Equation (17) is the output power limit constraint of the renewable energy unit.
Figure BDA0004141768340000081
Wherein,,
Figure BDA0004141768340000082
representing the predicted power value of the renewable energy unit r at the moment t under the scene s in the day-ahead optimal scheduling stage.
The solution of the day-ahead optimal scheduling strategy model is based on Matlab compilation, and a Gurobi solution is adopted, wherein the MILP gap is set to be 0.1%. And solving a data model, calculating to obtain a start-stop state, an energy-type energy storage charging and discharging strategy and a positive standby scheme and a negative standby scheme of the thermal power generating unit before the day aiming at the thermal power generating unit, and storing the result.

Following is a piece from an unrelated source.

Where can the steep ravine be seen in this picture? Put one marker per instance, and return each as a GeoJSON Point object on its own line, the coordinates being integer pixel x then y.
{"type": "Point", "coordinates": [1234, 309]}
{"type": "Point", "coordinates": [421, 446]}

Step 2, optimizing and dispatching the hour level in the day;
the intra-day hour level optimized schedule is developed 1 hour in advance with respect to scheduling plan measurement for the next 4 hours, and the calculated data step size is 15 minutes. (i.e., a measurement of the 2:00am-6:00am schedule run scheme is developed at 1:00 am). The scheme aims at determining a power strategy of the thermal power generating unit in the day and an operation power reference standard of energy type energy storage through optimization calculation in the day.

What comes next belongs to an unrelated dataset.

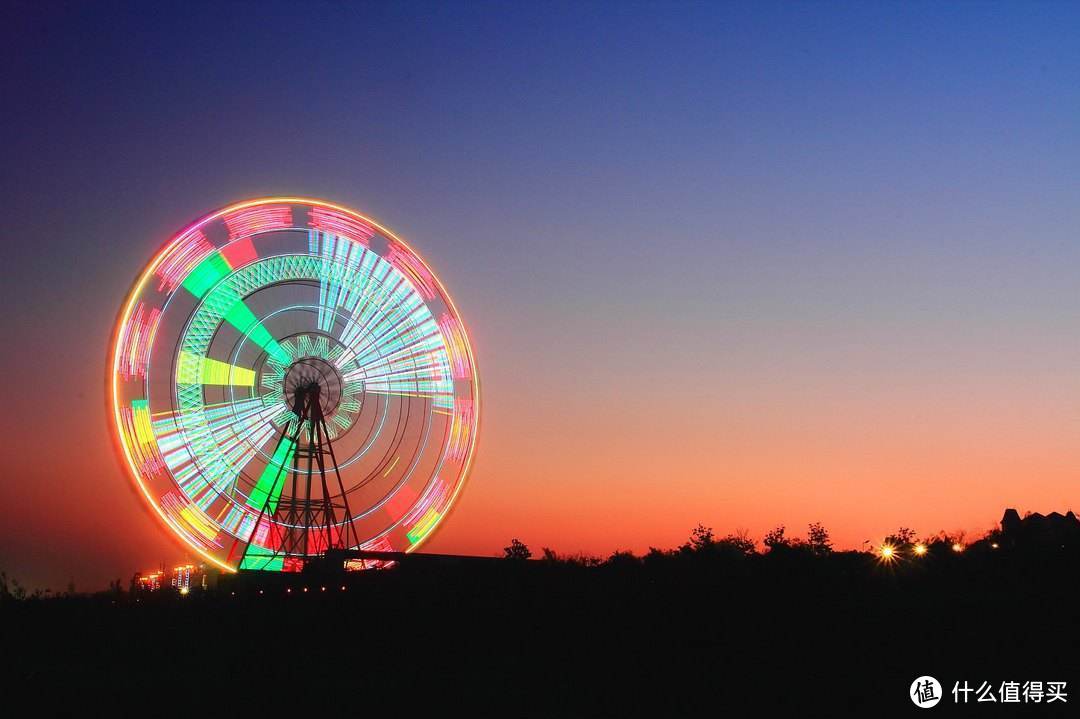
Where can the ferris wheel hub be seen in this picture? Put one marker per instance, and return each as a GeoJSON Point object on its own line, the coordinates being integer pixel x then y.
{"type": "Point", "coordinates": [314, 374]}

The specific optimal scheduling model is as follows:
2.1 an objective function;
in the day hour level optimizing and scheduling stage, the stage aims at minimizing the running cost of the thermal power generating unit and the energy storage, but the variable of the stage is only the running power of the thermal power generating unit and the energy storage, and the method can be specifically written as follows:
Figure BDA0004141768340000083
wherein t is i The starting calculation time of the hour-of-day level optimization schedule is represented,
Figure BDA0004141768340000091
basic prediction scene 0,S for representing hour-of-day level optimized scheduling ind Representing all potential scene sets generated by intra-day prediction, < >>
Figure BDA0004141768340000092
Representing the probability of occurrence of scene s under intra-day prediction, T ind Optimizing the time length of the schedule for the hours within the day,/->
Figure BDA0004141768340000093
Representing scene +.>
Figure BDA0004141768340000094
Power value of next time ti, +.>
Figure BDA0004141768340000095
And->
Figure BDA0004141768340000096
Respectively represent the energy storage e in the day hour level optimized dispatching stage in the scene +.>
Figure BDA0004141768340000097
The discharge and charge power values at the next instant ti, < ->
Figure BDA0004141768340000098
Representing the power value of time t under scene s of thermal power generating unit g obtained in the day hour level optimized scheduling stage,/->
Figure BDA0004141768340000099
And->
Figure BDA00041417683400000910
And respectively representing the discharge power value and the charge power value of the energy storage e at the time t under the scene s in the hour-in-day level optimal scheduling stage.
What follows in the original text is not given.